Friday, August 20, 2010

Is the God of the philosophers like the gods of myth?

...Now, the atheist might object that our idea of God is really quite anthropomorphic - God is so much like a human in the way we think of him that it seems obvious that we invented him. There is simply no need to hypothesize his actual existence in order to explain belief in God. A naturalistic picture offers a thorough account of belief in God; to suppose anything more would be arbitrary and unnecessary.

It may be helpful to compare different ideas of God or gods to one another at this point. In particular, if we recall the gods of Greek or Roman mythology, we find a picture that is strikingly anthropomorphic, indeed so much so that one could only lightly alter the stories in order to make them about men instead of gods. The gods go to war with one another, they procreate, they fall in love, etc. - all human activities. C. S. Lewis writes in Reflections on the Psalms,

"Even in the creation myths, gods have beginnings. Most of them have fathers and mothers; often we know their birth-places. There is no question of self-existence or the timeless. Being is imposed upon them, as upon us, by preceding causes. They are, like us, creatures or products; though they are luckier than we in being stronger, more beautiful, and exempt from death. They are, like us, actors in the cosmic drama, not its authors."
The idea of God - that is, of an Author of all reality, a Supreme Being that is self-existent, infinite, eternal, uncreated, and transcendent, and who brought everything else into existence - is radically different from the gods of mythology. Lewis writes, "the difference between believing in God and in many gods is not one of arithmetic. As someone has said "gods" is not really the plural of God; God has no plural."

This "One God" of the monotheistic faiths, a God who is the foundation of existence itself and the origin of all truth, may be like human beings in that "He" is a being and presumably thinks or feels in some way, but the differences between God and man are not merely of degree, or even category. God is transcendent, eternal, beyond comprehension, on a completely different level of existence than man.

Chesterton suggests in The Everlasting Man that philosophers such as Plato and Socrates, and perhaps many men in the ancient world, did not seriously think that the gods existed. The idea of a Supreme Being, on the other hand, was different. Men had always had a vague sense of a great power behind the world, and they invented myths as an imaginative way of pursuing this mysterious power, but it was the philosophers who actually tried to articulate rationally what it might be.
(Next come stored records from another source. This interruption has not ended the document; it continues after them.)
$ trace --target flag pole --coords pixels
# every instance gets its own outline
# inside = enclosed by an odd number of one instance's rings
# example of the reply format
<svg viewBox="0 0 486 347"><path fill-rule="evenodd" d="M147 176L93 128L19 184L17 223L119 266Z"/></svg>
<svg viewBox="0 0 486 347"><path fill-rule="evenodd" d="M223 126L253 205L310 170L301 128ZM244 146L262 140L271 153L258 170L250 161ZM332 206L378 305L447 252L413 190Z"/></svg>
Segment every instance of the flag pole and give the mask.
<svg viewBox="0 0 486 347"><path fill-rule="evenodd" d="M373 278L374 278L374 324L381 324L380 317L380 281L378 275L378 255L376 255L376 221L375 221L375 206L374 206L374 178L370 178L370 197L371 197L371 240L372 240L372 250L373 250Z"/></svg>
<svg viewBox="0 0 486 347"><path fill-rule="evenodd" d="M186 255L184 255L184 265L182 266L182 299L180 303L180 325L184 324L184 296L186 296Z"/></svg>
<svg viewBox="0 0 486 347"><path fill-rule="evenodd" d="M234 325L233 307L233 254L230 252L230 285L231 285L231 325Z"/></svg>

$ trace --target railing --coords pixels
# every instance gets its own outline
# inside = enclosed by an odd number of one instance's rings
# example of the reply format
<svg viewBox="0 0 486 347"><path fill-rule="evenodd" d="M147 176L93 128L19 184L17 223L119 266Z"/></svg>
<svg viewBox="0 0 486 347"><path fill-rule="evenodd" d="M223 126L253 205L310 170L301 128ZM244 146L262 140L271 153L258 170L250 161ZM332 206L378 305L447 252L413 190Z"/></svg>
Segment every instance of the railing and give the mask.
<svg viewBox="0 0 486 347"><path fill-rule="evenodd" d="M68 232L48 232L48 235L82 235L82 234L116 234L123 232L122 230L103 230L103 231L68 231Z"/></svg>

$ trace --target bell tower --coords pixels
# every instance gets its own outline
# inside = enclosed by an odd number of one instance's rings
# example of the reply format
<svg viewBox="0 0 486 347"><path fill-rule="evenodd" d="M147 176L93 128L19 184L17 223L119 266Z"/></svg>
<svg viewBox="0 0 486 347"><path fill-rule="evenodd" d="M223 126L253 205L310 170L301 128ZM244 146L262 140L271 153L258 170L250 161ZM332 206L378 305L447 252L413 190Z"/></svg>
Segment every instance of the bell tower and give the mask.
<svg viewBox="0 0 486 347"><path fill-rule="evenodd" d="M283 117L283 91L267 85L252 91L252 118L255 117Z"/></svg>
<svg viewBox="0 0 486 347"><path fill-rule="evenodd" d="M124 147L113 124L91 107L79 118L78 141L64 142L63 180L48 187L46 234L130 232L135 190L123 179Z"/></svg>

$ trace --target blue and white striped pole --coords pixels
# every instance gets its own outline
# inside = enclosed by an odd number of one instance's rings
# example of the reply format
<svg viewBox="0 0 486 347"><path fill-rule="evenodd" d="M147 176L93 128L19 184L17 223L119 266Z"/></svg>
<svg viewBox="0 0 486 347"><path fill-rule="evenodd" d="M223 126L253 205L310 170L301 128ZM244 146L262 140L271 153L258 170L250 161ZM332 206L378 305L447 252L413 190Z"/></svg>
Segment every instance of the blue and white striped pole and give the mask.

The atheist may object that this idea of God, of a higher power and purpose affecting all things, is a natural invention of the human mind. But again, this by no means disproves God; if he is real, he might well cause us to know him in exactly that way. And as pointed out here, the idea of God only bears a superficial resemblance to human beings, or to the gods of myth, who were clearly invented by men.

1 comment:

  1. Interesting. I find it unbelievably cocky that humanity describes God as anthropomorphic. There is similarity because we're made in his image. Of course he resembles us; we resemble him! (Much as Lewis''s narnia had a truer, realer Narnia behind it.)

    I had been taught that in all likelihood at least a portion of the demi-gods had in fact been living men, and in the tradition of the time were immortalized in oral history then recorded by Homer and co.

    I realize that this is not what you're arguing here, but I picked on those threads as ones of interest. Excellent blog!